Song by The Rolling Stones

from the album December's Children (And Everybody's)
- Released: 4 December 1965
- Recorded: 6 September 1965
- Genre: Rock
- Songwriter: Jagger–Richards

= Blue Turns to Grey =

1966 single by The Rolling Stones

"Blue Turns to Grey" is a song that was written by Mick Jagger and Keith Richards. The song first appeared in February 1965 when both Dick and Dee Dee and The Mighty Avengers released versions of it as singles. Another version was released shortly thereafter by Tracey Dey on Amy Records. On Dey's single, the label credits the song to "K. Richard-A. Oldham"—Oldham being the surname of the Rolling Stones' then-manager/producer Andrew Loog Oldham. It was released by The Rolling Stones on their 1965 US-only album December's Children (And Everybody's) later that year. On this album, "Blue Turns to Grey" as well as "The Singer Not the Song" features Brian Jones on a 12-string electric guitar and Keith on a 6-string. It did not see a UK release until the 1971 compilation album Stone Age.

When Cliff Richard and the Shadows released their version as a single in March 1966 it became a hit in a number of countries. In the UK it reached number 15.

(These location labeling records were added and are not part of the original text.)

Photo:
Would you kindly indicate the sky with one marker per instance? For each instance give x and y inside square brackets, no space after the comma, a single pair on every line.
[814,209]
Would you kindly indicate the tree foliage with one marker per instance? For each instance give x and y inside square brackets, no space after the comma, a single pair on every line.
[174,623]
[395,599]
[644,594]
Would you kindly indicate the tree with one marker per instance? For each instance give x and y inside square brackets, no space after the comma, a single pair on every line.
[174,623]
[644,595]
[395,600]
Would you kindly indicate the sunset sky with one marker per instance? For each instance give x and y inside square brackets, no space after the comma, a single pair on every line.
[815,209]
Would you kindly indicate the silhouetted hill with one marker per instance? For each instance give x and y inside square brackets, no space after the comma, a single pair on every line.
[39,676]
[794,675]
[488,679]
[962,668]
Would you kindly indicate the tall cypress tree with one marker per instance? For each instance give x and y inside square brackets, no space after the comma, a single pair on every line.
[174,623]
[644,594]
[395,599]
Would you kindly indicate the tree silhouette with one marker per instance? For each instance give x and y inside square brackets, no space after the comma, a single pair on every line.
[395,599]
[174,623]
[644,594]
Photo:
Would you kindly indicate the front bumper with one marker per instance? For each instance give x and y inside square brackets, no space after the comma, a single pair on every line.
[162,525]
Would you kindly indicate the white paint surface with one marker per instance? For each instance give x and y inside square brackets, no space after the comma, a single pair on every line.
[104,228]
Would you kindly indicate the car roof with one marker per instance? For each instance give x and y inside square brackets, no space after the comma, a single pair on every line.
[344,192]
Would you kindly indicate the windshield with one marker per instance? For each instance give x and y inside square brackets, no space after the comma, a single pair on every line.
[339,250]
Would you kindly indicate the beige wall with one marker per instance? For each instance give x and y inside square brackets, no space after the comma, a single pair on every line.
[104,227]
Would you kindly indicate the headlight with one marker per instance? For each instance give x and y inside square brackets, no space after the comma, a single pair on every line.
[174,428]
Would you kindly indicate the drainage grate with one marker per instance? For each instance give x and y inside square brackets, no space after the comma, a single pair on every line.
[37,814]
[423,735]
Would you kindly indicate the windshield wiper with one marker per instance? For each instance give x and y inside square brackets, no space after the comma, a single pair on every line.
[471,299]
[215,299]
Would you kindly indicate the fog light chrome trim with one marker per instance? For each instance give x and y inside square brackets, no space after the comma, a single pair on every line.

==Rolling Stones version==

===Personnel===
- Mick Jagger - lead vocals
- Keith Richards - electric guitar, backing vocals
- Brian Jones - electric guitar
- Bill Wyman - bass guitar
- Charlie Watts - drums

==Cliff Richard and the Shadows version==

===Chart performance===

| Chart (1966) | Peak position |
|---|---|
| Australia (Kent Music Report) | 20 |
| Israel | 1 |
| Malaysia | 2 |
| Netherlands (Single Top 100) | 18 |
| New Zealand (Recorded Music NZ) | 11 |
| Singapore | 2 |
| UK Singles (Official Charts) | 15 |

==Other cover versions==
Flamin' Groovies released a version of the song on their 1978 album, Flamin' Groovies Now.